For the past few months, SNL has seemed like it’s acting out of obligation. The writers know that they’re expected to deliver blistering political satire by both their audience and, bizarrely, their subject. So they’ve dutifully produced sketches that feel rote — Jeff Sessions is Southern, just like this other Southern guy! — or, in the case of Kellyanne Conway, premature, debuted before the show got a firm handle on her character. “Samantha Bee and John Oliver always know why they hate someone,” critic Mark Harris wrote for Vulture last week. “Sometimes, SNL just knows that it hates someone.”
This Saturday, SNL gave the impression it was doing what it wanted to rather than what it felt like it had to for the first time in a while. This came through strongest in the apolitical sketches, which featured a much higher hit rate than usual: A typically go-for-broke Kate McKinnon performance as a mermaid who’s “15 percent maiden, 85 percent blobfish” got an energetic assist from host Scarlett Johansson as her anglerfish wingwoman; and a quasi-racist, more-than-quasi-pornographic Olive Garden commercial worked far better than any seven-minute sketch should, thanks in part to Mikey Day’s feigned orgasm/authentic-seeming seizure. Johansson, perhaps celebrating her induction to the mythic Five-Timers Club, brought gameness and versatility — just watch her rap over house tracks in funeral clothes — and let them bleed over into the rest of the show. For once, politics wasn’t the only thing about SNL worth talking about Monday morning, which freed the political parts of the show to loosen up and get freaky in their own right.


When SNL did branch into the topical, it was with a corresponding sense of fun. Rather than recreate a press conference, news show, or similarly dry real-world event, this week’s cold open tipped into the fantastical, putting President Trump’s bull-headed bravura against the backdrop of a hypothetical alien invasion. The sketch’s silliness and firm grasp of inspirational war-movie speeches are its chief virtues, but it also makes a sharp point, and does so better than any by-the-numbers news peg would: Trump gets credit for being a wild card, while in truth he’s so predictable that he’d keep steady in the face of the impossible. He makes it about him, even when “it” is the end of the world.
That opening set the tone for a slew of politics-adjacent larks.
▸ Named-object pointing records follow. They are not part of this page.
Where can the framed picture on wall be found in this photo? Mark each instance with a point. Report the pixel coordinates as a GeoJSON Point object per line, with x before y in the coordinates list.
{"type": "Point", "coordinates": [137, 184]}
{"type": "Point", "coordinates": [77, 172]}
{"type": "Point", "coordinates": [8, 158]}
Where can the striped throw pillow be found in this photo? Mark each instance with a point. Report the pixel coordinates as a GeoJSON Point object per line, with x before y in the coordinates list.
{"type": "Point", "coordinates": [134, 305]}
Pete Davidson’s “Weekend Update” appearance was more insult comedy than commentary and didn’t pretend to be otherwise. (“Sarah Huckabee Sanders, who’s one of those sweet Southern girls that you marry…if you’re gay!” is hardly mature, but it is satisfying.) “A Sketch for the Women” kept up a hot streak of skewering male feminists while also reuniting the Good Neighbor dream team of Kyle Mooney and Beck Bennett. Rather than shoehorn current events into the agenda, these sketches simply used them as a conduit into more natural modes of humor: puerile zingers on Davidson’s part and an intimate knowledge of oblivious bros on Bennett and Mooney’s.
All this conserved energy for a short-and-sweet clip that offered genuinely vicious satire, courtesy of a crystal-clear perspective on the target of its jokes. The name of Ivanka Trump’s “Complicit” fragrance says it all, though the marketing copy is happy to elaborate: “She’s a woman who knows what she wants — and knows what she’s doing… The fragrance for the woman who could stop all this, but won’t.” (Johansson plays Ivanka, upholding SNL’s apparent policy of delegating the part to whichever attractive blonde woman happens to be presiding.) To borrow Harris’s phrasing, this is a sketch that knows exactly why it hates its target. The writers’ nose for hypocrisy renders the moment particularly effective.
And yet “Complicit” somehow isn’t the highlight. This is. The premise of “Translator” is beautifully, transcendently dumb: The dream of talking to your dog turns into a nightmare when your dog ends up being a full-blown Trump supporter. There’s no real takeaway here, though Max the pug has a point about the reproductive rights advocate not giving him a choice when he got neutered. There’s just the gleeful, absurd shock value of an adorable animal getting up in arms about “liberal snowflakes.” This is putting the zeitgeist in the service of comedy, not bending comedy to the zeitgeist. Tension and left-leaning discomfort is in the air, and “Translator” uses it to spectacular effect. I’ve watched it five times. This thing holds up.